リハが終わる直前の体育館に滑り込むと、田川先輩がマイクの前で大演説をかましていた。
「兼部大歓迎! 放送部に入って行事運営・音響を手伝ってください! 裏からわが校の部活動を牛耳りましょう! もちろん、朗読やラジオドラマなどなど、放送部の大会関係の活動にご興味ある方はその心の赴くままに! 放送部に入りましょう! 放送室でお待ちしております!」
マイクに乗って美声が響き渡っている。田川先輩、放送室で話したときこんな声だったかな……?
勧誘文句も興味を惹かれる。私は単純だし、うっかり放送部に入りたくなってしまいそうだ。
田川先輩の演説が終わり、放送部の黒いパーカーを着た人たちがパラパラと拍手をする。
舞台脇のスピーカーから、部活紹介が終了したことを知らせるアナウンスが入った。一年生はクラス順に退場してください、と繰り返す静かな声は、どうやら有門くんの声だ。
ぬるっと片付けが始まったらしく、黒いパーカーの人々がそれぞれマイクを外したりコードを巻き取ったりし始めた。

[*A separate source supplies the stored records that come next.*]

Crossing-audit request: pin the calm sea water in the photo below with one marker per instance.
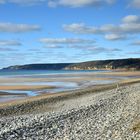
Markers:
(43, 72)
(56, 75)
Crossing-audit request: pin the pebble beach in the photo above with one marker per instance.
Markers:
(113, 114)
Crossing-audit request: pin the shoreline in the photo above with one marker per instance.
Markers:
(27, 106)
(107, 112)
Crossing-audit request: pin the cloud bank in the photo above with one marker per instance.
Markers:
(129, 25)
(18, 28)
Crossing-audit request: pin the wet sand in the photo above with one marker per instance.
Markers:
(83, 80)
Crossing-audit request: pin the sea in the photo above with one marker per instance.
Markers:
(63, 80)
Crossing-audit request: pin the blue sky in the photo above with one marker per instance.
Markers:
(58, 31)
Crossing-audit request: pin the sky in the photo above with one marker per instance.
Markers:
(63, 31)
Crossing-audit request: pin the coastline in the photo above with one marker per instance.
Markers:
(105, 112)
(31, 104)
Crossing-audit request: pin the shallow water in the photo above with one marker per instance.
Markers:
(58, 79)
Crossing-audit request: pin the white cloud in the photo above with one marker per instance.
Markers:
(9, 43)
(136, 43)
(7, 49)
(81, 28)
(18, 28)
(131, 19)
(114, 37)
(23, 2)
(66, 40)
(79, 3)
(130, 25)
(135, 3)
(54, 3)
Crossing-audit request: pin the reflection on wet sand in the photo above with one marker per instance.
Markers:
(18, 87)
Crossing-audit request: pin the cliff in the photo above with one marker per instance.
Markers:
(127, 64)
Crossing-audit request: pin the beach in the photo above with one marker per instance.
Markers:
(105, 111)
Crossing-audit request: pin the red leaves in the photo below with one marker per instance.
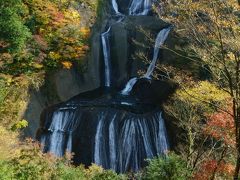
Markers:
(220, 125)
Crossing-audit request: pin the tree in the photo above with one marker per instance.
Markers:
(211, 28)
(13, 33)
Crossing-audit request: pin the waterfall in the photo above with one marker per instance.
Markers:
(161, 38)
(106, 54)
(137, 7)
(129, 86)
(115, 7)
(140, 7)
(104, 129)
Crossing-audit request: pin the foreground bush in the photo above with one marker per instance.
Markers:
(171, 167)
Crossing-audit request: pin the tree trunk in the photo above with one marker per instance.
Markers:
(237, 168)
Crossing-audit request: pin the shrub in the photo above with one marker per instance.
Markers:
(171, 167)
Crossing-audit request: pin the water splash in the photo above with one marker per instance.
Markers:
(161, 38)
(115, 7)
(129, 86)
(140, 7)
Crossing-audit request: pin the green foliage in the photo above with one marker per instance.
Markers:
(171, 167)
(13, 33)
(6, 171)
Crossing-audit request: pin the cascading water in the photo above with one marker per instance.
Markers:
(106, 54)
(161, 38)
(109, 130)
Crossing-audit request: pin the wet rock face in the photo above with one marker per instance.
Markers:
(108, 135)
(124, 50)
(104, 126)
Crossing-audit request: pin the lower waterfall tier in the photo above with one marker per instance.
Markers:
(103, 131)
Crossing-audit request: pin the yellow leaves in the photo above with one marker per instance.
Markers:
(8, 142)
(85, 32)
(54, 55)
(202, 93)
(72, 15)
(67, 64)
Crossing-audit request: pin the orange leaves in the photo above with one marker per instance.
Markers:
(85, 32)
(220, 125)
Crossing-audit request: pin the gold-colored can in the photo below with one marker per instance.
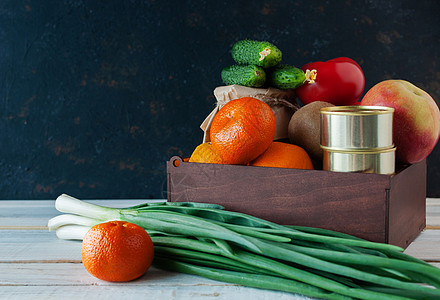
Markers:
(360, 161)
(357, 127)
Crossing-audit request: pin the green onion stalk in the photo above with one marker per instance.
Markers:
(207, 240)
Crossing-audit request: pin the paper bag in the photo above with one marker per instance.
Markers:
(282, 103)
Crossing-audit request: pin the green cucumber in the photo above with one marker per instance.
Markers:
(285, 77)
(263, 54)
(250, 75)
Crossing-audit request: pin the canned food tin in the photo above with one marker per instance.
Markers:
(378, 162)
(357, 127)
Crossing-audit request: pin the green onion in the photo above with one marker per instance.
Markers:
(207, 240)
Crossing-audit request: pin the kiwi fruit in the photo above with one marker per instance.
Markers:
(305, 128)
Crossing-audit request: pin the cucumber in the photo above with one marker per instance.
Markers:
(263, 54)
(249, 75)
(285, 77)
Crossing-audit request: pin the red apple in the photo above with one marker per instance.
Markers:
(416, 122)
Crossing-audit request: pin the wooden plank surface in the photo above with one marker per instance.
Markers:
(35, 264)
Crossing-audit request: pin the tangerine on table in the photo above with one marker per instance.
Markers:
(284, 155)
(242, 130)
(117, 251)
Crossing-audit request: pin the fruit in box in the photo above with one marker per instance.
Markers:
(305, 128)
(416, 121)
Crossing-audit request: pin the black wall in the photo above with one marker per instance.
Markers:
(95, 96)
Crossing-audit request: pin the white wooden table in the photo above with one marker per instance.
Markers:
(34, 264)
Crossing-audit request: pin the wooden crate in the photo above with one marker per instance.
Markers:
(380, 208)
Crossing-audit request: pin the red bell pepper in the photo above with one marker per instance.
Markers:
(339, 81)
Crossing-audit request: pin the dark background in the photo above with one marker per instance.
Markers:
(96, 96)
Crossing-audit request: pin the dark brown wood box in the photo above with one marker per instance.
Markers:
(380, 208)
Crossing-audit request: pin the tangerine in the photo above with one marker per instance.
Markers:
(117, 251)
(242, 130)
(204, 153)
(284, 155)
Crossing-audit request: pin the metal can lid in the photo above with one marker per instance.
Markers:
(360, 151)
(355, 110)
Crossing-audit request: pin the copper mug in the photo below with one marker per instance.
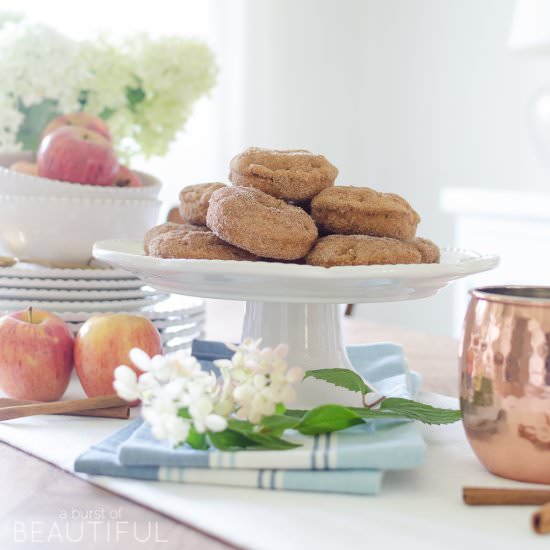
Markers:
(505, 380)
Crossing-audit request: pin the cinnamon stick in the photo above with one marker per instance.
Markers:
(541, 520)
(479, 496)
(122, 412)
(61, 407)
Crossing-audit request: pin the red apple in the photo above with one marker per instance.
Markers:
(24, 167)
(127, 178)
(77, 155)
(84, 120)
(104, 342)
(36, 355)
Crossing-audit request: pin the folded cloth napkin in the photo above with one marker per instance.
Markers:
(102, 459)
(349, 461)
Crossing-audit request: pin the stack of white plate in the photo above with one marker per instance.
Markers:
(77, 294)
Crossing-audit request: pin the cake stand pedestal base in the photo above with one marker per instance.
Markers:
(313, 333)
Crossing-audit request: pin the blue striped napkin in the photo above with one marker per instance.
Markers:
(351, 461)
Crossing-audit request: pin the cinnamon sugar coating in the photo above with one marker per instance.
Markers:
(336, 250)
(194, 201)
(428, 249)
(363, 211)
(165, 228)
(265, 226)
(291, 175)
(198, 245)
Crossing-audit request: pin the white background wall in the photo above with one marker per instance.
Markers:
(407, 96)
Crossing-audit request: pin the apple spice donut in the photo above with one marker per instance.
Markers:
(194, 201)
(197, 245)
(335, 250)
(428, 250)
(293, 175)
(167, 227)
(363, 211)
(265, 226)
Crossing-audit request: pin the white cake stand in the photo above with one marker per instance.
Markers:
(296, 304)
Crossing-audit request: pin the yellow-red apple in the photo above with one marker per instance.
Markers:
(82, 119)
(127, 178)
(24, 167)
(78, 155)
(36, 355)
(104, 342)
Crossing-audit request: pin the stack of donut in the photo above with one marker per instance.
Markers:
(278, 206)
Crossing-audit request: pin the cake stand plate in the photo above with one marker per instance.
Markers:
(297, 304)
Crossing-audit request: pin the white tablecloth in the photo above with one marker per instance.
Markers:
(417, 509)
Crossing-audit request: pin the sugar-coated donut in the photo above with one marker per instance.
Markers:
(167, 227)
(265, 226)
(198, 245)
(335, 250)
(293, 175)
(363, 211)
(194, 201)
(428, 249)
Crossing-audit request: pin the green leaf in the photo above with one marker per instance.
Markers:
(279, 422)
(230, 440)
(399, 408)
(328, 418)
(420, 411)
(197, 440)
(134, 96)
(343, 378)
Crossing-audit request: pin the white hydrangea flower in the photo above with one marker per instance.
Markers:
(170, 384)
(261, 377)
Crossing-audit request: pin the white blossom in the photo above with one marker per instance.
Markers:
(261, 377)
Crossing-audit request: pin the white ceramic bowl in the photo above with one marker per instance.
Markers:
(64, 229)
(16, 183)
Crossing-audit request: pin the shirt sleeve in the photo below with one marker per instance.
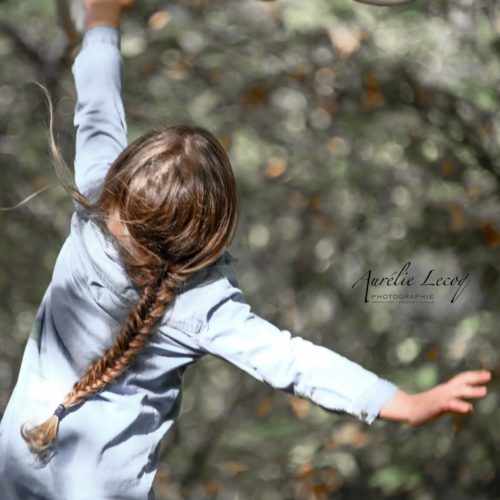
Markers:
(291, 363)
(99, 114)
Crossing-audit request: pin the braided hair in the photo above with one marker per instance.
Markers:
(169, 202)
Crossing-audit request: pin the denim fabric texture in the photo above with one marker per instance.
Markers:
(107, 448)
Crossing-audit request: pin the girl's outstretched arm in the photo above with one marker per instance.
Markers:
(449, 397)
(298, 366)
(99, 114)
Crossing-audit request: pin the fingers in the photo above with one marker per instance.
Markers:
(459, 406)
(473, 391)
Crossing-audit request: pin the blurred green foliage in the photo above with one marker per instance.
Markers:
(362, 138)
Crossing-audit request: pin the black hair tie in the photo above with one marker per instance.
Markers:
(59, 411)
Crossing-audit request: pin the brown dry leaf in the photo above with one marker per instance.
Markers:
(264, 406)
(300, 407)
(474, 191)
(491, 235)
(304, 471)
(255, 95)
(275, 167)
(345, 40)
(231, 468)
(457, 219)
(159, 19)
(41, 181)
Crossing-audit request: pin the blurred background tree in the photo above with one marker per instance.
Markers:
(362, 138)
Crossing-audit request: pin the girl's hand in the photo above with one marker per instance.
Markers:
(445, 398)
(105, 12)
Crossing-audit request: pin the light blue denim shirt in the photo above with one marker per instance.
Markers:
(107, 448)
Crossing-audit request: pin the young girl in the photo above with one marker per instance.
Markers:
(143, 287)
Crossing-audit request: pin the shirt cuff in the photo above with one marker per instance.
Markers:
(101, 34)
(374, 399)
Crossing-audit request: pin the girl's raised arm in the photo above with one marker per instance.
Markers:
(99, 113)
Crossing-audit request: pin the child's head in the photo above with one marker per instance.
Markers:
(169, 202)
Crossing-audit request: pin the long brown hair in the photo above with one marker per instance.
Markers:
(169, 201)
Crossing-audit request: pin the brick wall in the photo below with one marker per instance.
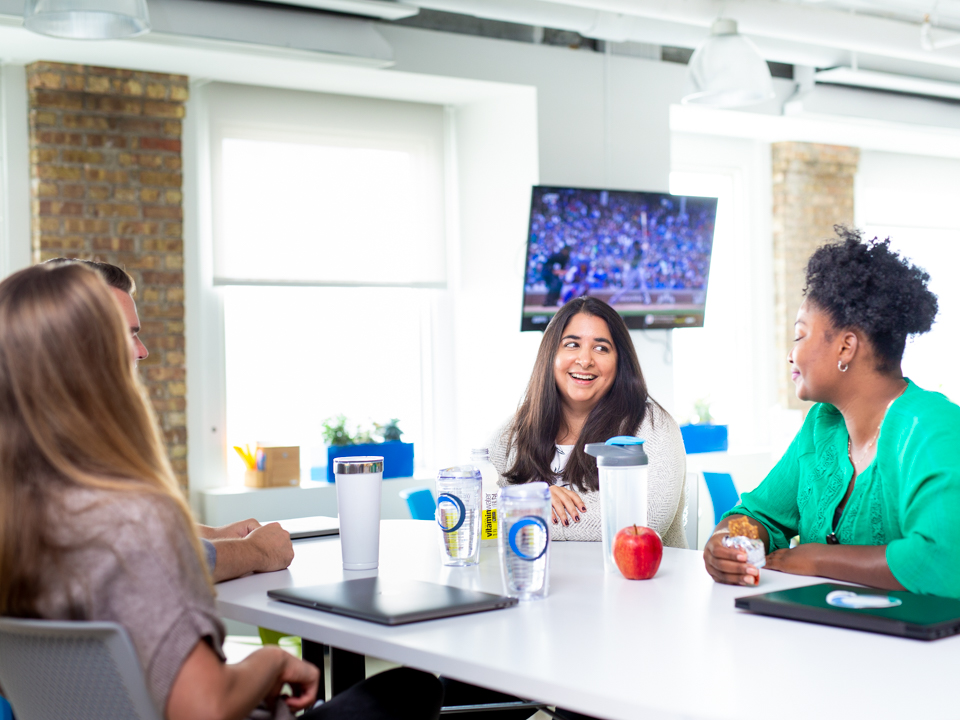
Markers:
(812, 192)
(105, 171)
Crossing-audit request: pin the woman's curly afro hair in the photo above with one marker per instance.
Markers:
(864, 284)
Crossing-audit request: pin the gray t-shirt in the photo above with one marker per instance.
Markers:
(129, 561)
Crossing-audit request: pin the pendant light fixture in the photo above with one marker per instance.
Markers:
(87, 19)
(727, 70)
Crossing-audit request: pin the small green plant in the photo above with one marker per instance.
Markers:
(701, 412)
(335, 431)
(389, 431)
(365, 434)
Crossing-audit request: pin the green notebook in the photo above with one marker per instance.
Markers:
(892, 612)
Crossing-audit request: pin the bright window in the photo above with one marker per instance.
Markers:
(299, 355)
(329, 250)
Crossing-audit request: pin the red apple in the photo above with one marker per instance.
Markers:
(637, 551)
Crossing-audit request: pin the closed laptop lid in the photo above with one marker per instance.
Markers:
(316, 526)
(391, 601)
(894, 612)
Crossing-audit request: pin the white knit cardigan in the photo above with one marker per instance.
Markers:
(666, 494)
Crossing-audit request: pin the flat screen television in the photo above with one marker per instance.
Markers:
(647, 254)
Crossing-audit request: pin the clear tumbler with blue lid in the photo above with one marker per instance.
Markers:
(524, 539)
(458, 514)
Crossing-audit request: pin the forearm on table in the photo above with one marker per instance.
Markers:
(235, 557)
(863, 564)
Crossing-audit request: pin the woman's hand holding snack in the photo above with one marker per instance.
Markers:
(729, 564)
(567, 505)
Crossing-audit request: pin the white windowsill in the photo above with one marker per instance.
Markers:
(224, 505)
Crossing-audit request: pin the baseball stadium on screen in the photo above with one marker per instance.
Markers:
(646, 254)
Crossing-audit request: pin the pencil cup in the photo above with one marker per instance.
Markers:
(359, 480)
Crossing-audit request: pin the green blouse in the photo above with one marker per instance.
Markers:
(908, 498)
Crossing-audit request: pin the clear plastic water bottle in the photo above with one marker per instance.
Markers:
(480, 458)
(458, 514)
(524, 541)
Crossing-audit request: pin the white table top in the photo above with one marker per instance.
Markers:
(617, 648)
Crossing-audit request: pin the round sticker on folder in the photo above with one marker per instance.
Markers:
(854, 601)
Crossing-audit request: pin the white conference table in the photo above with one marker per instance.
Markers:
(670, 647)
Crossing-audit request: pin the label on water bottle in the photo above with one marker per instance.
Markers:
(488, 530)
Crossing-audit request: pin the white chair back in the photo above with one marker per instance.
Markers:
(691, 514)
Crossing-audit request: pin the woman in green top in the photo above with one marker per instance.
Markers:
(871, 483)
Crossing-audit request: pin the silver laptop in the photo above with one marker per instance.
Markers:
(391, 601)
(316, 526)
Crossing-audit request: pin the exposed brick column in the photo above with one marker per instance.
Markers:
(812, 192)
(105, 172)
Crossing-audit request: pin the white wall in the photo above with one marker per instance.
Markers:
(585, 137)
(731, 359)
(912, 200)
(15, 176)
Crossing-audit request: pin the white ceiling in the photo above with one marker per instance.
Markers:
(880, 35)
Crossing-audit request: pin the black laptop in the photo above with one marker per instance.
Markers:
(892, 612)
(316, 526)
(391, 601)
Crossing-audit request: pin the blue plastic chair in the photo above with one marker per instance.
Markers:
(420, 502)
(723, 493)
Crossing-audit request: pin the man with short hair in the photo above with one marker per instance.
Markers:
(232, 550)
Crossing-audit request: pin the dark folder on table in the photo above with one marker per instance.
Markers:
(391, 601)
(316, 526)
(892, 612)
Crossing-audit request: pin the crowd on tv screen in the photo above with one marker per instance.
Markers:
(618, 241)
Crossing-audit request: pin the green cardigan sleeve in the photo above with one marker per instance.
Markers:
(926, 559)
(774, 502)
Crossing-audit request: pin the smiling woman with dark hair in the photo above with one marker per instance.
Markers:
(587, 387)
(871, 483)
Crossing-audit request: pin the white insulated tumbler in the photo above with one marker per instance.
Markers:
(359, 480)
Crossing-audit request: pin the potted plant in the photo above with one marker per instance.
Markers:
(381, 439)
(700, 434)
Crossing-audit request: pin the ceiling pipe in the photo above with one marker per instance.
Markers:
(786, 32)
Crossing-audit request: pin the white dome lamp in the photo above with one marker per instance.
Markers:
(87, 19)
(727, 70)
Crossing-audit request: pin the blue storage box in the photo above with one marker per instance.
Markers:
(397, 457)
(704, 438)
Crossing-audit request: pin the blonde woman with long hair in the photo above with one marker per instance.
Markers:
(93, 526)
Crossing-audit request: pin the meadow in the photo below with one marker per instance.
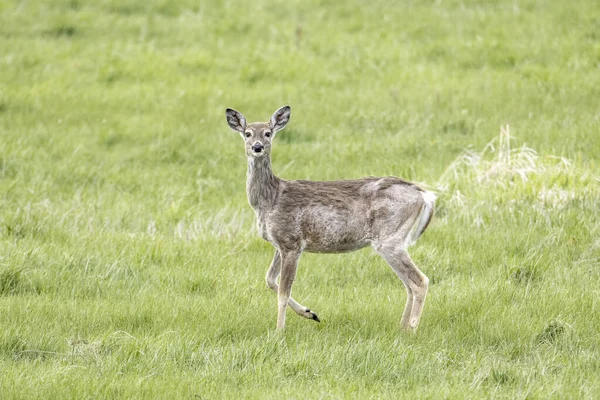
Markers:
(130, 266)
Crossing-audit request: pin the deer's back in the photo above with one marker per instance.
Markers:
(340, 216)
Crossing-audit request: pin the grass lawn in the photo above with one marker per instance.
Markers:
(130, 266)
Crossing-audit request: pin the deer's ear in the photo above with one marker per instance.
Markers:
(280, 118)
(236, 120)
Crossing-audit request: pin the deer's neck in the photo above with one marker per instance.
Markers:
(261, 185)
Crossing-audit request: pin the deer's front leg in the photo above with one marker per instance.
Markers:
(289, 264)
(272, 275)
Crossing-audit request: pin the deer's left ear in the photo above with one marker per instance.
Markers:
(280, 118)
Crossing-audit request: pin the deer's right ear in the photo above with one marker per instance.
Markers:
(236, 120)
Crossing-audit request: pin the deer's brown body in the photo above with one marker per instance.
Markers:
(387, 213)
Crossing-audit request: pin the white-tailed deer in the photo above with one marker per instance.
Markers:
(387, 213)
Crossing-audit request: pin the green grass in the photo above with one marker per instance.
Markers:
(129, 262)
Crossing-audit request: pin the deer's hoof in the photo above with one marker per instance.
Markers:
(312, 315)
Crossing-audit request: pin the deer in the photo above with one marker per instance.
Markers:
(296, 216)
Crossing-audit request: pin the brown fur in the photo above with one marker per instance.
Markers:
(331, 217)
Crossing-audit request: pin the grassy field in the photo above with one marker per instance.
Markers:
(129, 262)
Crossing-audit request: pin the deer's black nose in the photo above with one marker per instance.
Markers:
(257, 147)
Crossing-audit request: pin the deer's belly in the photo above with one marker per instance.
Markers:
(335, 235)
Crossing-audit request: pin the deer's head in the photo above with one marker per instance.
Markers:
(258, 135)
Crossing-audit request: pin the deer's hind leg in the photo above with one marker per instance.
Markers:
(414, 280)
(272, 275)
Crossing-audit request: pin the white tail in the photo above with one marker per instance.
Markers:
(424, 218)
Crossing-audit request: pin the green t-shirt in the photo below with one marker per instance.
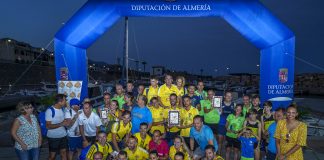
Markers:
(120, 100)
(234, 124)
(212, 116)
(245, 111)
(202, 95)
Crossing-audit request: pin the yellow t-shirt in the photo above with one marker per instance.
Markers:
(120, 130)
(297, 136)
(117, 114)
(173, 151)
(139, 154)
(157, 116)
(105, 150)
(165, 92)
(143, 143)
(166, 116)
(187, 119)
(181, 92)
(151, 92)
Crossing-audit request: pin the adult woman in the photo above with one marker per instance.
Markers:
(234, 124)
(290, 136)
(180, 83)
(255, 125)
(26, 133)
(266, 120)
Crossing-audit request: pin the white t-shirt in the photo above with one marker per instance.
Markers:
(58, 118)
(74, 130)
(89, 124)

こうしてみると、放送部の人数はそれほど少なくないらしい。
勝手に田川先輩と有門くんだけしかいないようなイメージだった。
どうしよう、と思いつつ、田川先輩に駆け寄って声をかける。
「あれ、淡島ちゃん? どうしたの、忘れ物?」
「あの、実は……編集してもらったりご迷惑おかけしたので、片付けのお手伝いを、と思ったんですけど……結構人がいて、私いらなかったですね?」
「えっ! 手伝い?! そんな気にしなくていいよ、見ての通り行事のときだけ湧き出てくる兼部勢ことゾンビ部員がいるから」
「ゾンビ……」
「幽霊ならぬ、ね。でもせっかく来てくれたし、今回結構いろいろ使ったから……そうだ、有門のとこ手伝ってあげて?」
田川先輩が示す先では、有門くんがてきぱき指示を出しつつ何やら機械をいじっている。
「じゃあ、そうします」
「うん、よろしく」
小走りに近づいていくと、こちらに気づいた有門くんがメガネの奥の目を見開いた。
「え、淡島? 忘れ物?」
田川先輩と反応が同じで、少し面白い。
手伝いに来た旨を告げると、彼はますますびっくりしたみたいだった。
「ありがとう、じゃあその辺のコード、まだつながったままのやつも多いから、全部一本ずつになるように外してくれる?」
「はい」
有門くんがいじっている機械の傍に、コードが積まれている。確かに連結されたまま集められているらしく、ちょっと絡まったりもしていた。
「あ、巻いたりはしなくていいから」
「そうなの?」
「うん、巻き方があるけど、今それ教えてる暇ないっていうか……あ、ちょっとそこ、まだマイク外さないで」
私に向かって話しながら、ステージ横のマイクを外そうとしていた放送部員に声をかけている。
「よし、もう切ったから外していいよ」
「はーい」
それから数分もたたないうちに、あらかた片付いたようだった。
私、やっぱりあんまり来た意味なかったかも。
カゴや箱にコードやマイクを詰めて、ぞろぞろと放送室まで歩く。有門くんは重そうな機械を抱えて最後尾を歩いていた。
「あの、かえって邪魔だったかな」
「ん? いや、そんなことないけど。淡島って、なんか気い遣いだな」
放送室に戻って機材をすべて仕舞い終わると、そのまま流れ解散になった。放送部のみなさんは特に一緒に帰るというわけでもないらしく、思い思いに散っていく。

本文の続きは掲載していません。